Touching her had been a mistake. Feeling the warmth of her skin, the softness of her hair, and the haphazard beat of her pulse had made the wanting sharper and more impossible toignore. And keeping her in my quarters? That was possibly the worst tactical decision since I’d been named Raas.

Before I could turn around and do something even more foolish, a ship wide siren blared. My fingers tingled as I remembered the Imperial convoy and the planned raid.

I blew out a relieved breath. That's what I should be focusing on. Straightening my shoulders, I broke into a jog across a walkway toward the hangar bay, grateful that raiding an Imperial convoy would be easier than facing off against a female.

Chapter 13

Jasmine

The moment the door slid shut behind him, I started shaking. My hands trembled as I lifted them to my face, touching the skin where his rough fingers had gripped my chin. The spot felt scorched, like his touch had left a physical mark. My cheeks burned with frustration and something darker, more complicated.

I should be planning ways to kill him. I should be thinking about weapons, vulnerabilities, and escape routes. I should be doing anything except replaying the moment his hand had cupped my face, the way his fingers had threaded through my hair with surprising gentleness, and the heat of his gaze as it had seared into mine.

"Stop it," I scolded myself, jerking to my feet.

My attempts to negotiate had gone badly. Had I truly believed a Vandar horde would welcome the skills of a human rebel? Besides, what did I know aside from how to sabotage Imperial soldiers on my own planet? I knew nothing of space battles or the type of strategy they employed. And offering to bake in theship’s kitchens? I must have been delusional to think that the warlord wanted me for anything but what he’d said.

He took me as a war bride. He didn’t need me to bake or help them fight the Zagrath. He didn’t want that. No, he wanted something else, and I knew now there was no reasoning with him to release me.

I started walking the room again, this time with more purpose. Maybe there was a way out. Some weakness in the fortress of a suite that I could exploit.

I went to the door first, pressing my palm against the smooth surface the way I'd seen the Vandar do when they wanted to open a door. Nothing. I tried both hands, pressing harder. Still nothing. The door remained obstinately shut.

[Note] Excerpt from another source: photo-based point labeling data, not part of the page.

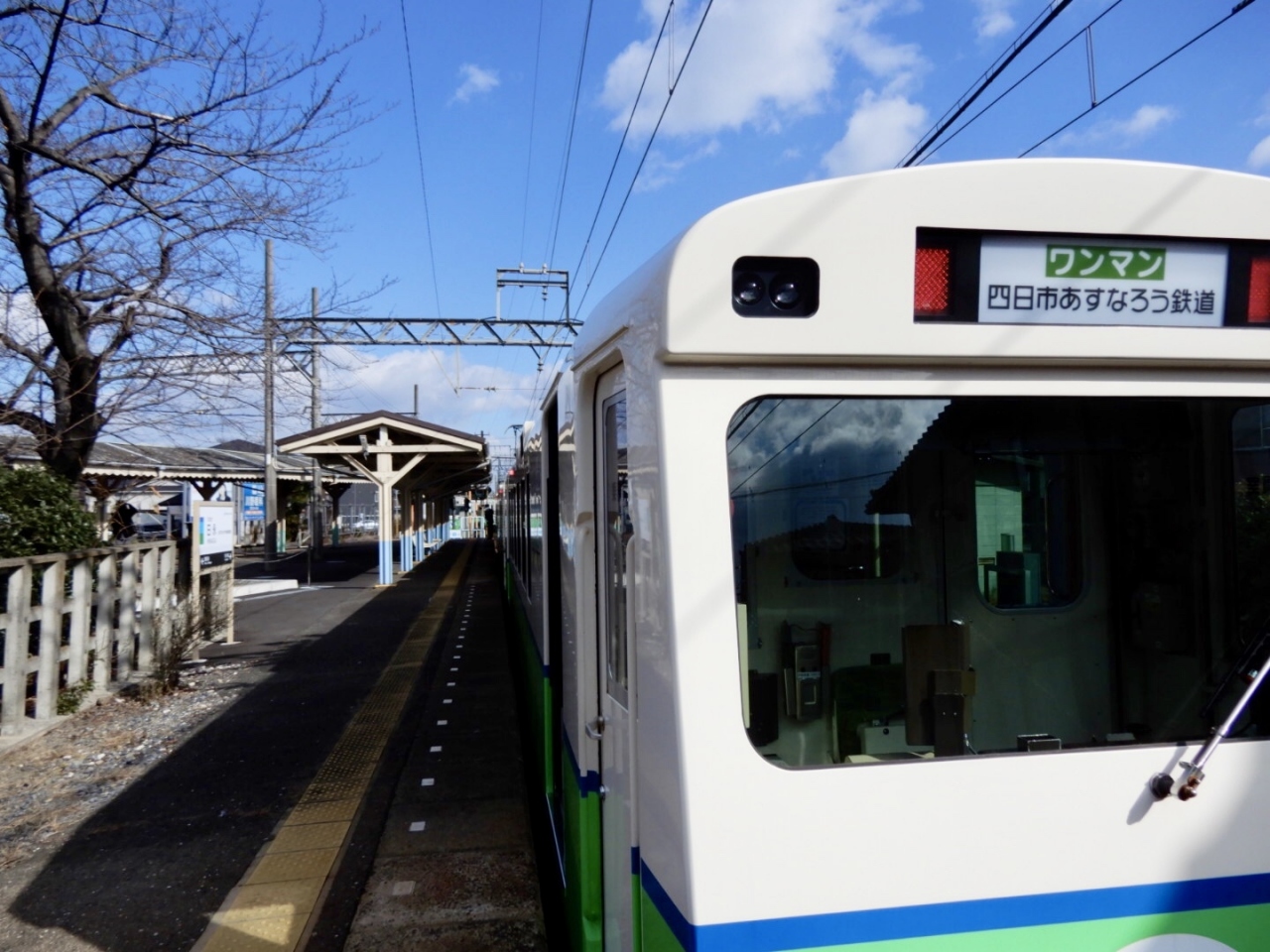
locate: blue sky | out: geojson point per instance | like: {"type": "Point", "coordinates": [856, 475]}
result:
{"type": "Point", "coordinates": [775, 93]}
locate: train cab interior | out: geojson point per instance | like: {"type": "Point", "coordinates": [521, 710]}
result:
{"type": "Point", "coordinates": [965, 576]}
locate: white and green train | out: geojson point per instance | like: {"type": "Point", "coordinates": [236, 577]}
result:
{"type": "Point", "coordinates": [903, 538]}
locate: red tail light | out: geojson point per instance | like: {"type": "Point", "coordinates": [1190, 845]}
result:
{"type": "Point", "coordinates": [1259, 291]}
{"type": "Point", "coordinates": [931, 282]}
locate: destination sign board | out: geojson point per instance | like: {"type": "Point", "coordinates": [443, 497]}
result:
{"type": "Point", "coordinates": [1039, 280]}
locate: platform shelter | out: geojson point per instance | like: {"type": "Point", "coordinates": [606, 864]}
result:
{"type": "Point", "coordinates": [425, 462]}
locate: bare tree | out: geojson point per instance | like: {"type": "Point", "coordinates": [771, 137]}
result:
{"type": "Point", "coordinates": [148, 149]}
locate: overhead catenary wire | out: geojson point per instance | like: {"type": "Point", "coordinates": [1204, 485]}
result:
{"type": "Point", "coordinates": [630, 119]}
{"type": "Point", "coordinates": [418, 146]}
{"type": "Point", "coordinates": [1034, 30]}
{"type": "Point", "coordinates": [1028, 75]}
{"type": "Point", "coordinates": [1238, 8]}
{"type": "Point", "coordinates": [423, 181]}
{"type": "Point", "coordinates": [568, 148]}
{"type": "Point", "coordinates": [648, 148]}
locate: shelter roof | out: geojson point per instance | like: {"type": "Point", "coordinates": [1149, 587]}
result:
{"type": "Point", "coordinates": [395, 449]}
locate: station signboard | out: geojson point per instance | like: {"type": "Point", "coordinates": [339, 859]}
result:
{"type": "Point", "coordinates": [213, 535]}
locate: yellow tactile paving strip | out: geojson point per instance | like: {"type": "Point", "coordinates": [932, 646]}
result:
{"type": "Point", "coordinates": [271, 907]}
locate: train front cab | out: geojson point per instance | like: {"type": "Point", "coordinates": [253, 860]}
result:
{"type": "Point", "coordinates": [945, 598]}
{"type": "Point", "coordinates": [880, 653]}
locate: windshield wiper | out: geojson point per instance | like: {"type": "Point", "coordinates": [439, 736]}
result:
{"type": "Point", "coordinates": [1188, 784]}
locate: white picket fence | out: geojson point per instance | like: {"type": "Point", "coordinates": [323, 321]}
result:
{"type": "Point", "coordinates": [100, 615]}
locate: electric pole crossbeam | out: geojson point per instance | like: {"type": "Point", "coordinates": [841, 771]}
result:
{"type": "Point", "coordinates": [414, 331]}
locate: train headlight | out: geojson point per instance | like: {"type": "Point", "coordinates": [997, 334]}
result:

I dropped to my knees, wedging my fingers into the thin seam where the door met the frame, and pulled. The metal was cold and unyielding, refusing to budge even a millimeter.

Defeated, I abandoned the door and moved to the floor-to-ceiling windows. I knew enough about physics not to be foolish enough to break the window. Even if I could find something strong enough to shatter whatever doubtlessly impenetrable material it was made from, I’d just get sucked out into space. Instant death wasn't on my agenda, no matter how desperate I felt.

I returned to my chair at the dining table, the fight draining from me all at once. Was I truly fooling myself in thinking escaping his room would mean escaping him? Even if I somehow found a way out of the room, I was still trapped on the warbird. Not only was I trapped in a warlord's quarters on a ship flying away from everything I knew, but I hadn't been as clever as I thought.

The Empire had known. They’d identified me as the leader of the underground resistance, and they’d been planning to take me into custody. I had no reason to doubt the Raas. How else would he know about my underground rebellion? But that raised the bigger question. How had the Empire found out enough to target me with execution?